Un ordre commercial en pleine mutation
Cette guerre commerciale marque un tournant historique. Comme le note le Conseil des relations étrangères (CFR), les tarifs de Trump représentent "l'abandon de l'ordre économique d'après-guerre que les États-Unis avaient eux-mêmes championed". Cette rupture soulève des questions fondamentales : Washington retirera-t-il également ses engagements sécuritaires plus larges envers ses alliés ?
La formule américaine - diviser les déficits commerciaux bilatéraux par la valeur des importations puis réduire de moitié - est qualifiée d'"arbitraire par la plupart des économistes" selon l'IRIS. Elle ignore les complexités des chaînes d'approvisionnement et l'impact sur les consommateurs, appliquant des tarifs basés sur des déséquilibres macroéconomiques plutôt que sur une analyse sectorielle détaillée.

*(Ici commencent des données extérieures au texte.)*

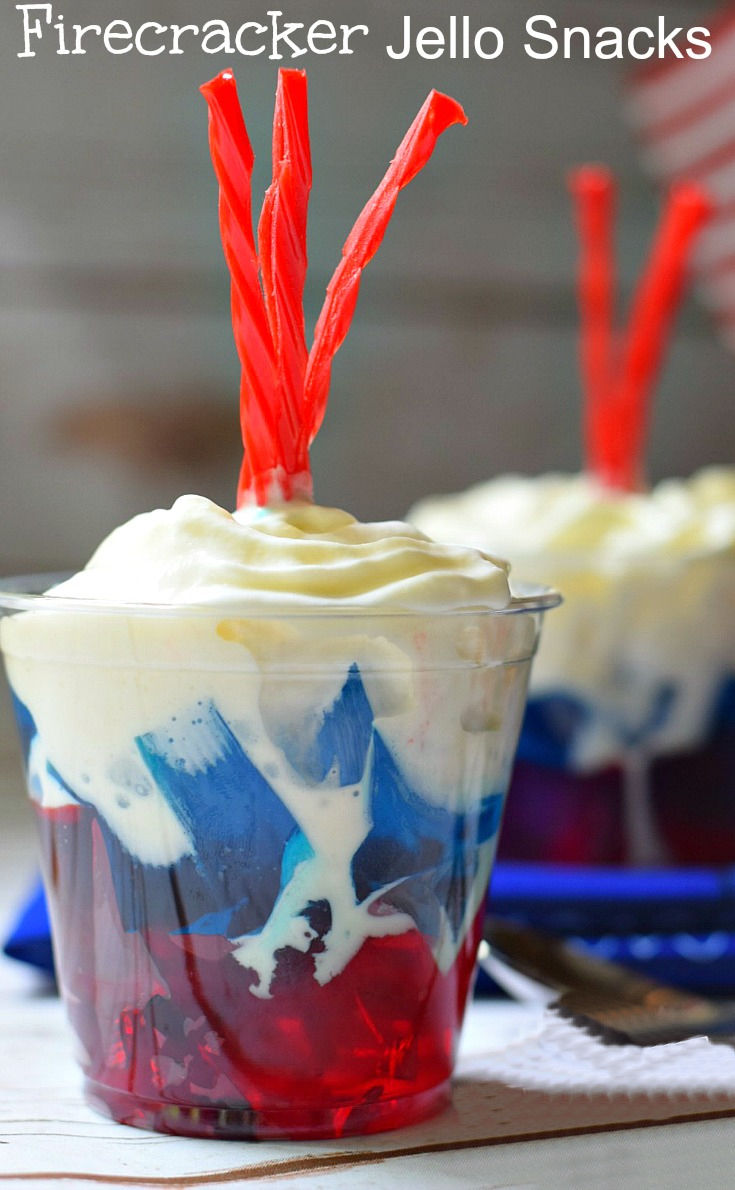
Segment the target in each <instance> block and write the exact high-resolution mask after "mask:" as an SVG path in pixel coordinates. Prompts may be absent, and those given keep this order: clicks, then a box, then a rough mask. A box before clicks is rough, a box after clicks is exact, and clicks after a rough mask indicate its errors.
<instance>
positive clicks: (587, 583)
mask: <svg viewBox="0 0 735 1190" xmlns="http://www.w3.org/2000/svg"><path fill="white" fill-rule="evenodd" d="M409 516H410V518H412V520H415V522H416V524H417V525H419V527H420V528H421V530H423V532H427V533H431V534H433V536H436V537H438V538H440V539H444V540H448V541H461V543H463V544H465V545H472V546H476V547H482V549H484V550H491V551H496V550H497V551H498V552H501V553H505V555H507V556H508V557H509V559H510V563H511V566H513V576H514V578H517V580H520V581H526V582H545V583H551V584H552V585H554V587H558V588H559V590H560V591H561V594H563V596H564V603H563V606H561V607H560V608H559V610H558V612H554V615H553V616H552V620H551V622H549V624H548V625H547V626H546V628H545V631H544V637H542V640H541V644H540V649H539V653H538V657H536V659H535V662H534V668H533V672H532V679H530V690H532V696H533V695H536V696H546V695H557V694H564V695H571V696H572V697H574V699H577V700H579V701H580V702H582V703H583V704H584V707H585V708H586V710H588V712H589V714H588V715H585V716H584V718H583V720H580V724H579V727H578V729H577V733H576V744H574V747H573V756H572V759H571V763H572V764H573V765H574V766H576V768H579V769H580V770H591V769H596V768H601V766H603V765H605V764H610V763H615V762H617V760H620V758H621V754H623V753H624V752H626V750H629V749H630V747H636V749H639V750H643V751H646V752H648V753H651V754H653V753H661V752H671V751H677V750H680V749H687V747H692V746H696V745H697V744H699V743H701V741H702V740H703V739H704V738H705V737H706V734H708V732H709V731H710V729H711V726H712V716H714V714H715V710H716V707H717V702H718V697H720V695H721V691H722V689H723V683H724V682H725V681H728V678H729V677H730V676H731V675H733V674H735V630H734V624H735V621H734V619H733V608H734V606H735V469H733V468H725V466H712V468H706V469H704V470H702V471H699V472H697V474H696V475H693V476H692V477H691V478H689V480H667V481H665V482H662V483H659V484H658V486H657V487H655V488H653V490H652V491H648V493H635V494H630V493H617V491H610V490H609V489H607V488H603V487H601V486H599V484H598V483H597V482H596V481H595V480H593V478H592V477H590V476H586V475H563V474H549V475H541V476H538V477H526V476H520V475H507V476H500V477H497V478H495V480H490V481H489V482H485V483H480V484H477V486H476V487H472V488H470V489H467V490H466V491H463V493H458V494H453V495H447V496H435V497H432V499H427V500H423V501H421V502H420V503H419V505H416V506H415V507H414V508H413V509H412V511H410V512H409ZM664 706H666V708H667V709H666V713H665V714H664V713H661V710H660V708H661V707H664ZM657 708H659V709H657ZM633 741H634V743H633Z"/></svg>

Christine Lagarde résume les "inconnues connues" qui subsistent : comment les entreprises s'adapteront-elles ? Les tarifs déclencheront-ils des chocs de confiance durables réduisant l'investissement ? Quels seront les impacts négatifs sur la croissance potentielle ? Elle note cependant qu'"augmenter le commerce intra-zone euro de seulement 2 % pourrait compenser les pertes d'exportations vers les États-Unis", soulignant l'importance cruciale des réformes du marché intérieur.
Conclusion
La guerre commerciale de 2025 redessine profondément la géographie économique mondiale. Si l'Europe a jusqu'à présent fait preuve de résilience grâce à sa réponse mesurée et ses atouts institutionnels, les mois à venir seront déterminants. La capacité de l'UE à renforcer son marché intérieur, diversifier ses partenaires commerciaux et affirmer son autonomie stratégique conditionnera sa position dans un monde où les barrières tarifaires remplacent progressivement le multilatéralisme commercial d'après-guerre.